There is an accepted proposal Indexing arrays with vectors (gather) #12815 which if i understand correctly would allow one to shuffle (or permute) an @Vector with a runtime control.
However I cannot find any active development on that issue. Meantime the posted workaround on that page is no longer working with the latest zig version.
I tried to implement a runtime shuffle in C for my situation (x86_64 with instruction set up to AVX2) to then use it as a library in zig.
I found it was not entirely trivial; For avx2 there are only 2 intrinsics that allow a cross-lane permute with a runtime variable: _mm256_permutevar8x32_ps and _mm256_permutevar8x32_epi32. So shuffling anything else requires more work. Some examples show below.

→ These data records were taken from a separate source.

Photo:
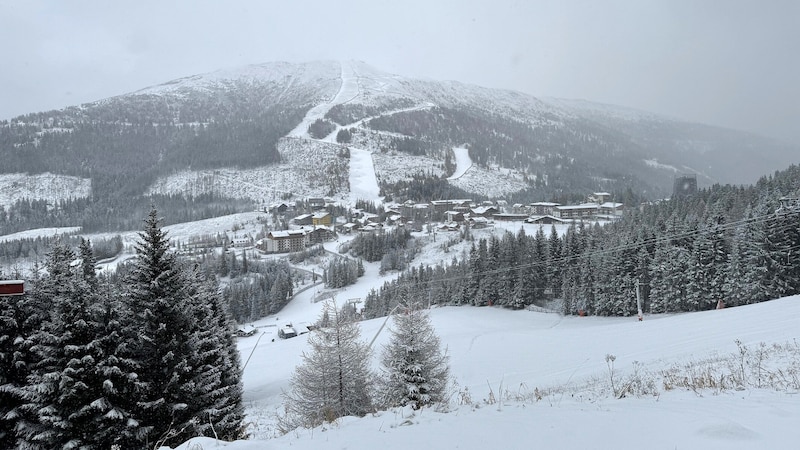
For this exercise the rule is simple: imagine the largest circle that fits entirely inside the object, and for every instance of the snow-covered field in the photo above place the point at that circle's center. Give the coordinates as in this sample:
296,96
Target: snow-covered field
499,357
46,186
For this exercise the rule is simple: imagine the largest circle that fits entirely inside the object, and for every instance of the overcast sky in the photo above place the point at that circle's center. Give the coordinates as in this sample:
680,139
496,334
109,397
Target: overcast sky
732,63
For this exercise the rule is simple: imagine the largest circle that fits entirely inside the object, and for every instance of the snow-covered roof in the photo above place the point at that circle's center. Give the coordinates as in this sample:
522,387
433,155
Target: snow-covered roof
581,206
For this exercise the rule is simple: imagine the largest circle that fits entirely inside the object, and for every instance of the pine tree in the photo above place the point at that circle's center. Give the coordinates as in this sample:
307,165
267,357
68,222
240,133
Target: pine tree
334,379
21,317
217,404
163,321
415,368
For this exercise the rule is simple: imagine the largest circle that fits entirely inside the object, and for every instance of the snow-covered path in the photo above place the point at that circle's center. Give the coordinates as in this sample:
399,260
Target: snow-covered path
363,182
348,89
463,163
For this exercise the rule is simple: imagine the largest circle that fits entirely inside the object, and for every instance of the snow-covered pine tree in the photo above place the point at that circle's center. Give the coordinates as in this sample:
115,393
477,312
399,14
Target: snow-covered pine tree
415,368
334,378
217,404
64,334
81,389
20,318
161,340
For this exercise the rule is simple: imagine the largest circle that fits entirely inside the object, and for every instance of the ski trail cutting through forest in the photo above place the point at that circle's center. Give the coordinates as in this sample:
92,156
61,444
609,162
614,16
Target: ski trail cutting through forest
363,182
463,163
348,90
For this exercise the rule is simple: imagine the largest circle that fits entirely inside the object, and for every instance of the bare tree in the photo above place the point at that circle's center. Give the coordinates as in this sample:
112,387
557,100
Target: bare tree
334,379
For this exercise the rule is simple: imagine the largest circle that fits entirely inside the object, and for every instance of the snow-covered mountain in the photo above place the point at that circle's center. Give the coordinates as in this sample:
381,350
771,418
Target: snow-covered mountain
281,130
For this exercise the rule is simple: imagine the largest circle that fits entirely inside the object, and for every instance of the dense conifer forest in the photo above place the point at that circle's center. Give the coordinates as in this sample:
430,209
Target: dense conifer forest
734,244
140,359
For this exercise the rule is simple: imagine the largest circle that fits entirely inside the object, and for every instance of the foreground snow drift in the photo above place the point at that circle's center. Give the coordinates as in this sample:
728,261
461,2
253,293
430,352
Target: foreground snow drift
501,358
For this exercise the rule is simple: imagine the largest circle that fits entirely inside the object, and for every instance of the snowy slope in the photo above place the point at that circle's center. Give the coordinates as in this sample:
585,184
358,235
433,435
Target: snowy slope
494,350
46,186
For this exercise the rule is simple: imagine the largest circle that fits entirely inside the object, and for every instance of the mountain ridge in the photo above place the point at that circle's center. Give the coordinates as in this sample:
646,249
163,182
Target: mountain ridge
239,119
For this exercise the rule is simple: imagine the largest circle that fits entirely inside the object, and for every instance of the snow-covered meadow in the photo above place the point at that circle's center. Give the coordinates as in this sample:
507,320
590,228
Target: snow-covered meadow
528,378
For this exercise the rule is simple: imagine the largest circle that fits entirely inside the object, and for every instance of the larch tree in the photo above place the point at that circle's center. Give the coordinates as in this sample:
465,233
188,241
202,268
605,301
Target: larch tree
415,368
334,378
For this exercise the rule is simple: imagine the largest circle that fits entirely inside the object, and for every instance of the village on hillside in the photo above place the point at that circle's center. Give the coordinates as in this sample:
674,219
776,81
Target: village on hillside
317,223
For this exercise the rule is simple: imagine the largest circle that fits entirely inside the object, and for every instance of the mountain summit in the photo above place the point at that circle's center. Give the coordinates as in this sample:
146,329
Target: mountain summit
280,130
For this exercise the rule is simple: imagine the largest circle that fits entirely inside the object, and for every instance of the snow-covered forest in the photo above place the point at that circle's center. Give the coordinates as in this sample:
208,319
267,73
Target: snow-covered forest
727,243
138,360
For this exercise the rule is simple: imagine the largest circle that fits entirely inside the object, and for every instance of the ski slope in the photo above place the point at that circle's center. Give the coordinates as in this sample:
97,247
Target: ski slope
494,350
463,163
363,182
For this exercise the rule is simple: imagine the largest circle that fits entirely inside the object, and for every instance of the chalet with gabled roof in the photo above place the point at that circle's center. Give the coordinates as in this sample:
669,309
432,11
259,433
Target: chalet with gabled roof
285,241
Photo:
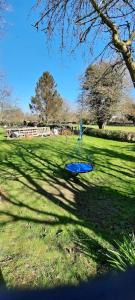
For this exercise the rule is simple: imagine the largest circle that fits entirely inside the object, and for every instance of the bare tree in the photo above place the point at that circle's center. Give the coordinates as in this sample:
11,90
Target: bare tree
102,91
88,20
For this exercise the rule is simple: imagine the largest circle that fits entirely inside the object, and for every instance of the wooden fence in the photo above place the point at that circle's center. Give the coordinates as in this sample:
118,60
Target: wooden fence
28,132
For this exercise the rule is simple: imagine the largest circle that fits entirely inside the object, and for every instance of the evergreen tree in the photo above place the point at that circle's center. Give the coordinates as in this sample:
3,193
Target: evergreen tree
46,102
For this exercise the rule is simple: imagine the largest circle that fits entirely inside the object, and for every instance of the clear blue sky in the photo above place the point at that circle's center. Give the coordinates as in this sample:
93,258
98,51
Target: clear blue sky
24,56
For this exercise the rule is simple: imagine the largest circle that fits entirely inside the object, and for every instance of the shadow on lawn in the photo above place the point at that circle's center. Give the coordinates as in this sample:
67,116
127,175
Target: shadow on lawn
106,211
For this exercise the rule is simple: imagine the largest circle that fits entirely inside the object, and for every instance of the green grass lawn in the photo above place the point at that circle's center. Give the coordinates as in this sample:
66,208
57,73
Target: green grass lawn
55,229
122,128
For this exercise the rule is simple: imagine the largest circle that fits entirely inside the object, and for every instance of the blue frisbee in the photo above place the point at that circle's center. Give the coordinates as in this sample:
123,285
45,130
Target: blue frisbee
79,167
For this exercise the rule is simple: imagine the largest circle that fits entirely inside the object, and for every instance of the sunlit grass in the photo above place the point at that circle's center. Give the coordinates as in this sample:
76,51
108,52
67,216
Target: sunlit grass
56,229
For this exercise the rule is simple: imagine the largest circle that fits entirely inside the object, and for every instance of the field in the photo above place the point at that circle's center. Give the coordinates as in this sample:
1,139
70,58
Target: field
55,229
122,128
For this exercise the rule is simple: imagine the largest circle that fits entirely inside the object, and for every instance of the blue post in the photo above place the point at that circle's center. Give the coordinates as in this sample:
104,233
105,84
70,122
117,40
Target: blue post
81,129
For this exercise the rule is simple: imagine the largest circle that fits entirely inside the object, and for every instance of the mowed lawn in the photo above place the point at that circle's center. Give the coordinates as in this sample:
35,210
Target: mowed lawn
120,128
56,229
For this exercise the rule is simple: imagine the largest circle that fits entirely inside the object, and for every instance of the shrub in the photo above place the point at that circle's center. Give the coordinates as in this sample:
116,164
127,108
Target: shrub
123,255
111,134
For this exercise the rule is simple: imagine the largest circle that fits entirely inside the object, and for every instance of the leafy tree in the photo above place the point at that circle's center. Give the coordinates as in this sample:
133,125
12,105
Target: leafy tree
130,110
102,89
91,20
46,102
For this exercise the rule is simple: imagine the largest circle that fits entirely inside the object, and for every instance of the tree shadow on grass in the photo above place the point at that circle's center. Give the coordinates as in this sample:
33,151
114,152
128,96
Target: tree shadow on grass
105,211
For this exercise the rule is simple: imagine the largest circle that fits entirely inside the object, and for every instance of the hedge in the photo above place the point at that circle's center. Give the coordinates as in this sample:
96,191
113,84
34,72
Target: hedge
117,135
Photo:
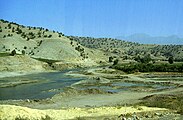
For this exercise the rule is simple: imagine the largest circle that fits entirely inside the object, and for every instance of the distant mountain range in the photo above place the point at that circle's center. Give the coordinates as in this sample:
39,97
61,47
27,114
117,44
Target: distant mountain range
147,39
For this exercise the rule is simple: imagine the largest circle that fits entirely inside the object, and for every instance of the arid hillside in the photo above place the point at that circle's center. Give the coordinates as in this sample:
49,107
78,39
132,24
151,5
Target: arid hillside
57,51
130,50
45,46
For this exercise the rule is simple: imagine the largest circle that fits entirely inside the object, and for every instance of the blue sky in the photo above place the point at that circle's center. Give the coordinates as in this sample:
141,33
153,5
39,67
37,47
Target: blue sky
98,18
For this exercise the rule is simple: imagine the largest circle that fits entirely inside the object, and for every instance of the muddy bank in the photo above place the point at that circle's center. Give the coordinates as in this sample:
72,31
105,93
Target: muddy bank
16,112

__m256d my_shuffle256_D(__m256d V, __m256i mask) {
// Runtime shuffle of 4xdouble by using intrinsic for 8xfloat
// Need to double the mask indices and create the neighbouring index
// to keep the 2xf32 slots together that form an f64
__m256i masklo = _mm256_add_epi64(mask, mask);
__m256i maskhi = _mm256_add_epi64(masklo, _mm256_set1_epi64x(1));
// Shift result left, OR them together with original,
__m256i shufmask = _mm256_or_si256(masklo, _mm256_slli_epi64(maskhi, 32));
// do the shuffle
__m256d out = (__m256d)(_mm256_permutevar8x32_ps((__m256)V, shufmask));
return out;
}
__m256i my_shuffle256_B(__m256i in, __m256i index) {
// Runtime shuffle of 32*byte
// create second vector with values from the other lane
__m256i in_hihi = _mm256_permute2x128_si256(in, in, 2 << 4 | 2 << 0);
__m256i in_lolo = _mm256_permute2x128_si256(in, in, 1 << 4 | 1 << 0);
// shuffle hi and lo
__m256i ins = _mm256_shuffle_epi8(in_hihi, index);
__m256i nis = _mm256_shuffle_epi8(in_lolo, index);
// blend values from correct section
__m256i mask = _mm256_cmpgt_epi8(index, _mm256_set1_epi8(0x0F));
__m256i out = _mm256_blendv_epi8(ins, nis, mask);
return out;
}
This approach however currently doesn’t work as translate-c is unable to process the required <immintrin.h> header (as asked in my other question here Translate C lib using <immintrin.h>).
I created an issue at translate-c, but does anybody have any other ideas how to do this?